The work to standardize OpenXML has been carried out by Ecma International via its Technical Committee 45 (TC45), which includes representatives from Apple, Barclays Capital, BP, The British Library, Essilor, Intel, Microsoft, NextPage, Novell, Statoil, Toshiba, and the United States Library of Congress (1).

This white paper summarizes OpenXML. Read it to:

  • Understand the purposes of OpenXML and structure of its Specification
  • Know its properties: how it addresses backward compatibility, preservation, extensibility, custom schemas, subsetting, multiple platforms, internationalization, and accessibility
  • Learn how to follow the high-level structure of any OpenXML file, and navigate quickly to any portion of the Specification from which you require further detail

I also really like the second section in the whitepaper titled "Purposes for the Standard," as it helps in dealing with a lot of the questions I've received over the past several months. I think at times folks still aren't clear on the reasons we created this file format in the first place and then passed ownership of it to Ecma international.

OpenXML was designed from the start to be capable of faithfully representing the pre-existing corpus of word-processing documents, presentations, and spreadsheets that are encoded in binary formats defined by Microsoft Corporation. The standardization process consisted of mirroring in XML the capabilities required to represent the existing corpus, extending them, providing detailed documentation, and enabling interoperability. At the time of writing, more than 400 million users generate documents in the binary formats, with estimates exceeding 40 billion documents and billions more being created each year.

The original binary formats for these files were created in an era when space was precious and parsing time severely impacted user experience. They were based on direct serialization of in-memory data structures used by Microsoft® Office® applications. Modern hardware, network, and standards infrastructure (especially XML) permit a new design that favors implementation by multiple vendors on multiple platforms and allows for evolution.

Concurrently with those technological advances, markets have diversified to include a new range of applications not originally contemplated in the simple world of document editing programs. These new applications include ones that:

  • generate documents automatically from business data;
  • extract business data from documents and feed those data into business applications;
  • perform restricted tasks that operate on a small subset of a document, yet preserve editability;
  • provide accessibility for user populations with specialized needs, such as the blind; or
  • run on a variety of hardware, including mobile devices.

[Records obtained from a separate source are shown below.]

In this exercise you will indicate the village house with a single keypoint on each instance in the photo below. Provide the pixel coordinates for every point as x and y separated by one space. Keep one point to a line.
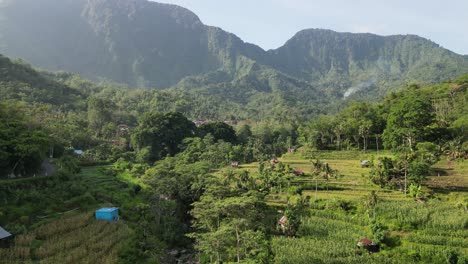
5 238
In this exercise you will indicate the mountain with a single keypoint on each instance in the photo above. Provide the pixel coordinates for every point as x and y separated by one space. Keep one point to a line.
351 62
19 81
152 45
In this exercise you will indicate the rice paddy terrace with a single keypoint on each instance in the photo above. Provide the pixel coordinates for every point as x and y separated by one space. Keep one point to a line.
435 231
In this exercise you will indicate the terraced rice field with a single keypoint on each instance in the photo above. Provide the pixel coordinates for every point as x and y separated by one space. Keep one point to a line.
77 238
430 232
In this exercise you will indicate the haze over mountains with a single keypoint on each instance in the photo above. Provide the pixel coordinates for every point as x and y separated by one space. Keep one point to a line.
151 45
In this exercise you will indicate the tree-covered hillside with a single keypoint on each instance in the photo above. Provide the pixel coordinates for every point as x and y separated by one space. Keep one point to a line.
153 45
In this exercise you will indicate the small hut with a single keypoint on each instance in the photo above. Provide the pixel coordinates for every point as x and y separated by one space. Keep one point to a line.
282 222
365 164
367 244
110 214
5 238
298 172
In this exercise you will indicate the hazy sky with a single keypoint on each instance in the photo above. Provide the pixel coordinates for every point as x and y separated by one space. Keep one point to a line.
270 23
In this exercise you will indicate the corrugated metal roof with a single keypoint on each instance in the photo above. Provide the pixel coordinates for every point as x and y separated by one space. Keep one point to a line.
4 233
107 209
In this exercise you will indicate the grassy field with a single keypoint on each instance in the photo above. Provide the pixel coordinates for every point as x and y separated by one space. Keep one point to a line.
75 238
432 232
65 231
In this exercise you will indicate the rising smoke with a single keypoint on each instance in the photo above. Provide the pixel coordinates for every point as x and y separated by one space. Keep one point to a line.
359 87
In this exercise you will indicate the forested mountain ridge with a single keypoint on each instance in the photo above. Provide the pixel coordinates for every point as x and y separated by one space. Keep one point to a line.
363 61
19 81
153 45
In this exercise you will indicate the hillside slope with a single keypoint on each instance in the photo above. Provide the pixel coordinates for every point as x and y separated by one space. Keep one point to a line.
152 45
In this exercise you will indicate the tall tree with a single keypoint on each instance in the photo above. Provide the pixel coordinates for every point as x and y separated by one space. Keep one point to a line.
159 135
408 121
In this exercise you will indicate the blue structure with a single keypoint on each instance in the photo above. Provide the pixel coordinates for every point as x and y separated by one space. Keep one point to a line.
110 214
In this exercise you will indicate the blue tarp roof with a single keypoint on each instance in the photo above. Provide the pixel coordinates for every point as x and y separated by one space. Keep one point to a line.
107 209
4 233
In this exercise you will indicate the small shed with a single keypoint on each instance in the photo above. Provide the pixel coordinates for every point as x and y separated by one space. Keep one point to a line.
298 172
78 152
365 164
110 214
367 244
5 237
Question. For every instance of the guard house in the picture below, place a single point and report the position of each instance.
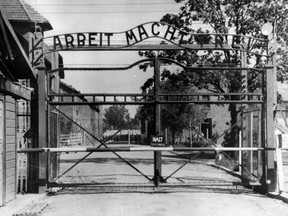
(14, 66)
(19, 94)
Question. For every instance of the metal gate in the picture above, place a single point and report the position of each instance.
(121, 159)
(181, 132)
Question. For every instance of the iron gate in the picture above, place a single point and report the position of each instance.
(86, 157)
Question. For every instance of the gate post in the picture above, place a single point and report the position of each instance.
(157, 111)
(42, 127)
(270, 127)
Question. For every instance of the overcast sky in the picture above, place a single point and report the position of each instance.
(102, 16)
(70, 16)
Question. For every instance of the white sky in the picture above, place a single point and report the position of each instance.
(70, 16)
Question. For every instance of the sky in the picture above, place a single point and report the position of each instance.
(70, 16)
(102, 16)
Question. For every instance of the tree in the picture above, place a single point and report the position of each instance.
(243, 17)
(116, 117)
(174, 117)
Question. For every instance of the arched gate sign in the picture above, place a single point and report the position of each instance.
(168, 38)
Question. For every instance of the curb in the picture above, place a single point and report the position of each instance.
(279, 196)
(31, 210)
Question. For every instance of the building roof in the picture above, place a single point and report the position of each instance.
(21, 11)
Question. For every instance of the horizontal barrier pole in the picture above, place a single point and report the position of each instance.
(129, 149)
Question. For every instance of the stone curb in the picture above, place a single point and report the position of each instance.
(32, 210)
(280, 196)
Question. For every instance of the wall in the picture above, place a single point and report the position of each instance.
(8, 147)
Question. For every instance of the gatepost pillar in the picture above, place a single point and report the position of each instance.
(157, 112)
(42, 127)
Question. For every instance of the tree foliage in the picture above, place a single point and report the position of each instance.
(243, 17)
(118, 117)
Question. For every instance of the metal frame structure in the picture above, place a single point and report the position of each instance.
(156, 99)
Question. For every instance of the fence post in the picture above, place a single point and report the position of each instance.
(157, 154)
(280, 163)
(42, 127)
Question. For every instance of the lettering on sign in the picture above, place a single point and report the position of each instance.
(162, 31)
(157, 141)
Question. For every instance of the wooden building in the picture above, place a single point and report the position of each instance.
(21, 95)
(14, 65)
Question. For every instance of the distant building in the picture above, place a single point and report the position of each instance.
(78, 121)
(282, 107)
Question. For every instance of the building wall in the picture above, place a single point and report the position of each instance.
(8, 148)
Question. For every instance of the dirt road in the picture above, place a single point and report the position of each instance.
(200, 203)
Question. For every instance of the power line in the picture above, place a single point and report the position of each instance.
(107, 4)
(106, 12)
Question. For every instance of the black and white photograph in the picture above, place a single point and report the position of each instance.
(143, 107)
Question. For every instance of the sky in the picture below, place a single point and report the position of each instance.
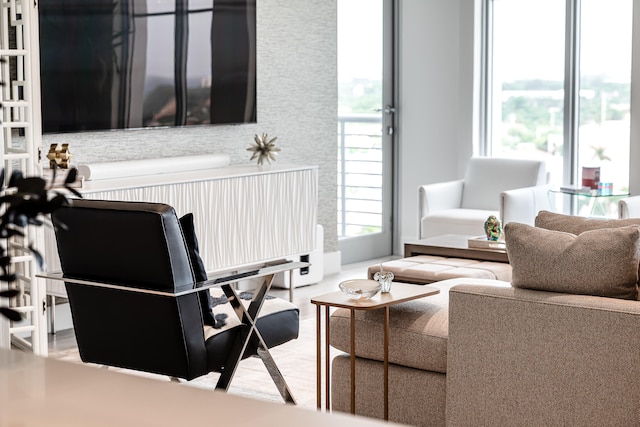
(360, 39)
(530, 36)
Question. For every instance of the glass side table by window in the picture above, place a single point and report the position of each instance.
(593, 203)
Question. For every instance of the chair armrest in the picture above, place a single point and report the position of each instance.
(519, 356)
(523, 204)
(629, 207)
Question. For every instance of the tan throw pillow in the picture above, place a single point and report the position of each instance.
(577, 224)
(601, 262)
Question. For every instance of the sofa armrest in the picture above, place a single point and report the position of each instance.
(525, 357)
(523, 204)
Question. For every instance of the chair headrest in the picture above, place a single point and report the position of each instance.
(129, 243)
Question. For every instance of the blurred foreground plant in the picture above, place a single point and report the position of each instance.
(26, 201)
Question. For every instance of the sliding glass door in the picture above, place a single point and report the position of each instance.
(557, 85)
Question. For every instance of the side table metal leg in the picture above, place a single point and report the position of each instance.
(318, 359)
(290, 285)
(353, 361)
(327, 361)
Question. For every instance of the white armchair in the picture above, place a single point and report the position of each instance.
(511, 189)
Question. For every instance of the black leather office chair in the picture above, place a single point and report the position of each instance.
(129, 275)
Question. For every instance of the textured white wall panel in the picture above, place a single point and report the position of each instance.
(240, 220)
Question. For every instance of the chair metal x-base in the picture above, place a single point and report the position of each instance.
(247, 315)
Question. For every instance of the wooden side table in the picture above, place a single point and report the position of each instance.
(400, 292)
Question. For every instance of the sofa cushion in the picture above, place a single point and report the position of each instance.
(602, 262)
(428, 268)
(577, 224)
(418, 330)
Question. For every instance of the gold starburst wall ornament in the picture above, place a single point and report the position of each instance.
(264, 149)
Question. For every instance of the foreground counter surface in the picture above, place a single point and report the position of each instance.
(36, 391)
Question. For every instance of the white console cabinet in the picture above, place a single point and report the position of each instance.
(243, 214)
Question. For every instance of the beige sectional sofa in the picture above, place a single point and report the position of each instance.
(488, 353)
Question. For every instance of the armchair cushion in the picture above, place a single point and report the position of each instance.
(460, 221)
(577, 224)
(487, 177)
(601, 262)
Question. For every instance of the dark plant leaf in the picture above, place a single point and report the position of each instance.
(38, 257)
(8, 277)
(74, 191)
(9, 293)
(5, 261)
(56, 201)
(32, 184)
(16, 176)
(10, 314)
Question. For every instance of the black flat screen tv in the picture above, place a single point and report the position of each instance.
(119, 64)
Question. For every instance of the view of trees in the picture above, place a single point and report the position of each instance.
(534, 108)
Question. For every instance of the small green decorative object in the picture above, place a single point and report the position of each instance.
(492, 228)
(264, 149)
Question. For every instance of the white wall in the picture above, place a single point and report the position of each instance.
(438, 88)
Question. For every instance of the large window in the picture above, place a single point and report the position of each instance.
(557, 81)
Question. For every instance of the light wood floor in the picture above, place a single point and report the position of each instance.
(295, 359)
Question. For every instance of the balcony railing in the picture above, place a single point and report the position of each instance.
(359, 174)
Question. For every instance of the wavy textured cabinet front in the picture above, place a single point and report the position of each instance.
(242, 215)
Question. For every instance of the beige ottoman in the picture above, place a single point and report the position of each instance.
(428, 269)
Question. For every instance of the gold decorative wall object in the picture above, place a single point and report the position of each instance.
(60, 156)
(264, 149)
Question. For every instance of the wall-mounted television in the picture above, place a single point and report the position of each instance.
(119, 64)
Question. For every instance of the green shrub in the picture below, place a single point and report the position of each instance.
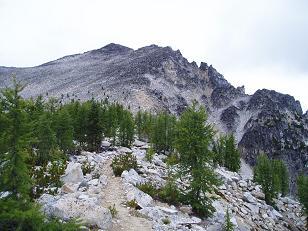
(122, 163)
(170, 193)
(133, 204)
(17, 215)
(228, 226)
(46, 177)
(149, 188)
(113, 210)
(166, 221)
(150, 154)
(173, 159)
(86, 168)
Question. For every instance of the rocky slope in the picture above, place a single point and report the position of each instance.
(88, 197)
(159, 78)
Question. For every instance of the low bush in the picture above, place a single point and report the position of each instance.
(17, 215)
(172, 159)
(113, 210)
(166, 221)
(150, 154)
(149, 188)
(47, 178)
(133, 204)
(86, 168)
(122, 163)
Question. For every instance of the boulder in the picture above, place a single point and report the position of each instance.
(103, 180)
(248, 197)
(132, 177)
(142, 199)
(105, 144)
(258, 194)
(168, 211)
(69, 188)
(73, 173)
(84, 208)
(253, 208)
(93, 182)
(138, 143)
(124, 150)
(242, 184)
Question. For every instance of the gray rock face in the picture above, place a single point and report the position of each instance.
(85, 208)
(73, 173)
(159, 78)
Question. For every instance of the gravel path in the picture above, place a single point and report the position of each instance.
(114, 194)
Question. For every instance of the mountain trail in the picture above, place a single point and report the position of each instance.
(114, 194)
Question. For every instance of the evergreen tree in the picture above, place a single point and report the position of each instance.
(232, 155)
(64, 130)
(228, 224)
(219, 148)
(280, 177)
(46, 142)
(139, 123)
(94, 127)
(263, 174)
(193, 139)
(14, 175)
(302, 192)
(162, 135)
(126, 129)
(80, 125)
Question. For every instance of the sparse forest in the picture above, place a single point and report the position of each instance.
(37, 136)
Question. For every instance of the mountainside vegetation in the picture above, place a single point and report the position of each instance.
(37, 137)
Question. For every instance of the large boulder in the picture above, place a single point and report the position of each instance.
(79, 207)
(73, 173)
(142, 199)
(132, 177)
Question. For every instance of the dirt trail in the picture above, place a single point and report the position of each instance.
(114, 194)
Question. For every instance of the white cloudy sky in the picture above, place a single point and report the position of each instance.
(256, 43)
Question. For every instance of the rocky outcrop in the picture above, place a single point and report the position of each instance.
(159, 78)
(73, 173)
(78, 206)
(239, 193)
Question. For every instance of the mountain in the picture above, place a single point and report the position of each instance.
(159, 78)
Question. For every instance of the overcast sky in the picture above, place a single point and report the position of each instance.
(259, 44)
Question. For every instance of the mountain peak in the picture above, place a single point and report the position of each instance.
(112, 48)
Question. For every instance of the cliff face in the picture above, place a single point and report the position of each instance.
(159, 78)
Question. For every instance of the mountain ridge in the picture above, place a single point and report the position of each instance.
(159, 78)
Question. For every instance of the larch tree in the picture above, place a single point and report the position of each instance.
(193, 140)
(14, 175)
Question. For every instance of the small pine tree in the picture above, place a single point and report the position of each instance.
(302, 192)
(126, 129)
(263, 174)
(280, 177)
(46, 140)
(192, 142)
(162, 133)
(64, 130)
(14, 175)
(94, 129)
(232, 155)
(219, 147)
(229, 226)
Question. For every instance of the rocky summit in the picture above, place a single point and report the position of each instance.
(159, 78)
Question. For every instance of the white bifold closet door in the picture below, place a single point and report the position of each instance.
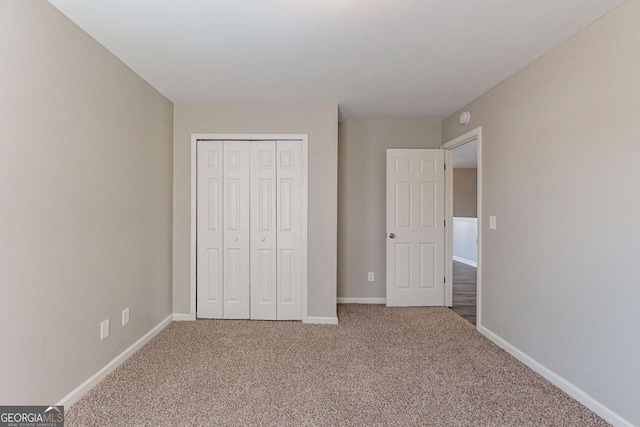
(249, 230)
(263, 230)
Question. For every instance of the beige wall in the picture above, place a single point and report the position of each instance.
(465, 193)
(320, 122)
(561, 153)
(362, 203)
(85, 217)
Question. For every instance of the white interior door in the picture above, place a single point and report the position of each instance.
(415, 227)
(236, 274)
(290, 229)
(263, 230)
(209, 228)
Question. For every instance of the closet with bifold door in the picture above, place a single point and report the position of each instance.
(249, 229)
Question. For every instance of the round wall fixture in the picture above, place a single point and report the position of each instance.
(465, 118)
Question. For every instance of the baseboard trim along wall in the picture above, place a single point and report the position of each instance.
(348, 300)
(465, 261)
(321, 320)
(560, 382)
(84, 388)
(183, 317)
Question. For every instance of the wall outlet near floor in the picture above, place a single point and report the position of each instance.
(125, 316)
(104, 329)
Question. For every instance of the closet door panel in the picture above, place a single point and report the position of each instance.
(263, 230)
(209, 230)
(237, 166)
(289, 222)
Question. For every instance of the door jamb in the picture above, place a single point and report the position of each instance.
(475, 134)
(304, 139)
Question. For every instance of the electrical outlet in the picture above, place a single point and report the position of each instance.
(492, 222)
(104, 329)
(125, 316)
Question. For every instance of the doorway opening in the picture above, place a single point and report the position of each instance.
(464, 203)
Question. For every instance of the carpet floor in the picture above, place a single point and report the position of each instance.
(380, 367)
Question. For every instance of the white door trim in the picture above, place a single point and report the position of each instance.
(475, 134)
(304, 139)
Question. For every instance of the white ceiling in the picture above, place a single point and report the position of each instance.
(379, 59)
(466, 156)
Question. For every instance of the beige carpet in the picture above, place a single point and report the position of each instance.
(380, 366)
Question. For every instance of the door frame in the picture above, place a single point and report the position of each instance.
(475, 134)
(304, 140)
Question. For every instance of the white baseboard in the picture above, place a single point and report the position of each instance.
(321, 320)
(83, 388)
(560, 382)
(183, 317)
(465, 261)
(348, 300)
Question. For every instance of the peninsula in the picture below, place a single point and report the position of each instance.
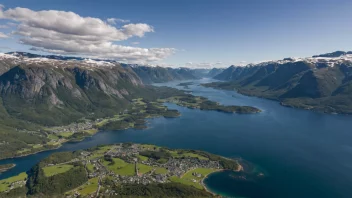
(120, 170)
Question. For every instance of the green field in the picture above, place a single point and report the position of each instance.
(5, 183)
(37, 146)
(189, 179)
(100, 152)
(175, 154)
(88, 188)
(53, 137)
(91, 131)
(54, 170)
(120, 167)
(142, 158)
(149, 147)
(23, 150)
(142, 168)
(65, 134)
(203, 171)
(185, 182)
(161, 171)
(90, 167)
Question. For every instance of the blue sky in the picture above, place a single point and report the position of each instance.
(214, 32)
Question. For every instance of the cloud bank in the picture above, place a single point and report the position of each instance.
(2, 35)
(68, 33)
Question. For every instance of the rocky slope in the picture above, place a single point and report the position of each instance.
(322, 82)
(161, 74)
(46, 91)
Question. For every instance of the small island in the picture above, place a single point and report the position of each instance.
(185, 85)
(202, 103)
(135, 116)
(6, 167)
(120, 170)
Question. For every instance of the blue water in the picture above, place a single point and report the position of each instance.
(303, 153)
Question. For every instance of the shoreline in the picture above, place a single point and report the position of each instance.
(239, 169)
(281, 103)
(6, 169)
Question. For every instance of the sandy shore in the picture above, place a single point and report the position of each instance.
(239, 169)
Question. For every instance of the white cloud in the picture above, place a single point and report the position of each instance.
(64, 32)
(203, 65)
(2, 35)
(114, 21)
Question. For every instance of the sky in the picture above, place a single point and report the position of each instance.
(192, 33)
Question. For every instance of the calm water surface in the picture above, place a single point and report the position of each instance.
(301, 153)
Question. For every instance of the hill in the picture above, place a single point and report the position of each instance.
(322, 83)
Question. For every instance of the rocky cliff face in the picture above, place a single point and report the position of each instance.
(161, 74)
(59, 91)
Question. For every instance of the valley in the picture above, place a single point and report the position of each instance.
(114, 170)
(320, 83)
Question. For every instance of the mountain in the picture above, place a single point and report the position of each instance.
(214, 72)
(322, 82)
(151, 75)
(46, 91)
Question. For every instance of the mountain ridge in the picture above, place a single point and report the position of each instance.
(321, 83)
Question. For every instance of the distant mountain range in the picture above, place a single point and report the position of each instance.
(322, 82)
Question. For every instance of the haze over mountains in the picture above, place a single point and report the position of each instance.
(322, 82)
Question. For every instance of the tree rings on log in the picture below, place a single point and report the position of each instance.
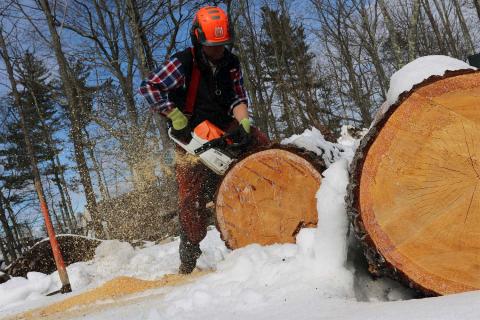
(268, 196)
(415, 187)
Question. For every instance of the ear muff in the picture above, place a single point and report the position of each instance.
(209, 14)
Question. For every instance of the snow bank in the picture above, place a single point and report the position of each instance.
(313, 140)
(416, 72)
(284, 279)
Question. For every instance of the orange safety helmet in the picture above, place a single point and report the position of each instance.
(211, 28)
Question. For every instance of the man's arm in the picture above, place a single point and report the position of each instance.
(155, 88)
(239, 105)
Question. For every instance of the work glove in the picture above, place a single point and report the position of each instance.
(180, 127)
(241, 134)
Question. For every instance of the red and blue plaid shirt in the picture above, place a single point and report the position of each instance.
(170, 76)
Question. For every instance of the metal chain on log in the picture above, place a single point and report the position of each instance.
(413, 197)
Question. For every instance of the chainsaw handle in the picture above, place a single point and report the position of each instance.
(215, 143)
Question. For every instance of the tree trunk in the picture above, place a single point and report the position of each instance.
(96, 167)
(392, 33)
(8, 232)
(4, 252)
(477, 6)
(62, 271)
(412, 30)
(47, 136)
(433, 23)
(446, 24)
(414, 187)
(463, 25)
(73, 95)
(277, 186)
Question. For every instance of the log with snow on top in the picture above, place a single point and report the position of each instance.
(267, 196)
(414, 193)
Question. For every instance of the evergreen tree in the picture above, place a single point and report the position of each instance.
(38, 103)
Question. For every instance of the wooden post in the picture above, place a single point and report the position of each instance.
(62, 271)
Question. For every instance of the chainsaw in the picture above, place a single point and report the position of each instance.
(212, 145)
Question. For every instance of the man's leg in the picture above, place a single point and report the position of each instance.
(194, 181)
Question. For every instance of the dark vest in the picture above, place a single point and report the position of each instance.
(215, 92)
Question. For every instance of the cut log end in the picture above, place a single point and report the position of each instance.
(416, 187)
(268, 196)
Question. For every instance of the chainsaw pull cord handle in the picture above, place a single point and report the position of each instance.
(193, 87)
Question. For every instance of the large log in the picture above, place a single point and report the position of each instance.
(414, 193)
(268, 196)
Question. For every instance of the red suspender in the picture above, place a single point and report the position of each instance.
(193, 87)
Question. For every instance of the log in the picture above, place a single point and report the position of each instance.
(268, 196)
(414, 192)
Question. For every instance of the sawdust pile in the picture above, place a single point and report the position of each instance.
(103, 297)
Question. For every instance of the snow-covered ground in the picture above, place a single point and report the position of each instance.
(322, 276)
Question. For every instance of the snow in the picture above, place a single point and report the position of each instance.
(416, 72)
(319, 277)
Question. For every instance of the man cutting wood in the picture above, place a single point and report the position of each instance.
(201, 83)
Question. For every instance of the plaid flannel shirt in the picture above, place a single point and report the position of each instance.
(170, 76)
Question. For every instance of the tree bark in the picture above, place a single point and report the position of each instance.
(72, 93)
(10, 243)
(412, 30)
(442, 12)
(96, 167)
(279, 204)
(4, 252)
(464, 27)
(477, 7)
(413, 200)
(433, 23)
(392, 33)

Perhaps the most profound issue is one of long-term preservation. We have learned to create exponentially increasing amounts of information. Yet we have been encoding that information using digital representations that are so deeply coupled with the programs that created them that after a decade or two, they routinely become extremely difficult to read without significant loss. Preserving the financial and intellectual investment in those documents (both existing and new) has become a pressing priority.

The emergence of these four forces – extremely broad adoption of the binary formats, technological advances, market forces that demand diverse applications, and the increasing difficulty of long-term preservation – have created an imperative to define an open XML format and migrate the billions of documents to it with as little loss as possible. Further, standardizing that open XML format and maintaining it over time create an environment in which any organization can safely rely on the ongoing stability of the specification, confident that further evolution will enjoy the checks and balances afforded by a standards process.

Various document standards and specifications exist; these include HTML, XHTML, PDF and its subsets, ODF, DocBook, DITA, and RTF. Like the numerous standards that represent bitmapped images, including TIFF/IT, TIFF/EP, JPEG 2000, and PNG, each was created for a different set of purposes. OpenXML addresses the need for a standard that covers the features represented in the existing document corpus. To the best of our knowledge, it is the only XML document format that supports every feature in the binary formats.

Tom Ngo, the editor of the whitepaper did an excellent job of summarizing what I've tried to convey numerous times in this blog (with varying degrees of success I admit). The industry absolutely needs OpenXML, and we've heard this repeatedly from our customers. It doesn't make it the "file format to replace all file formats," and we would never make such ridiculous claims. Instead it's simply an open standard that helps serve very real customer needs.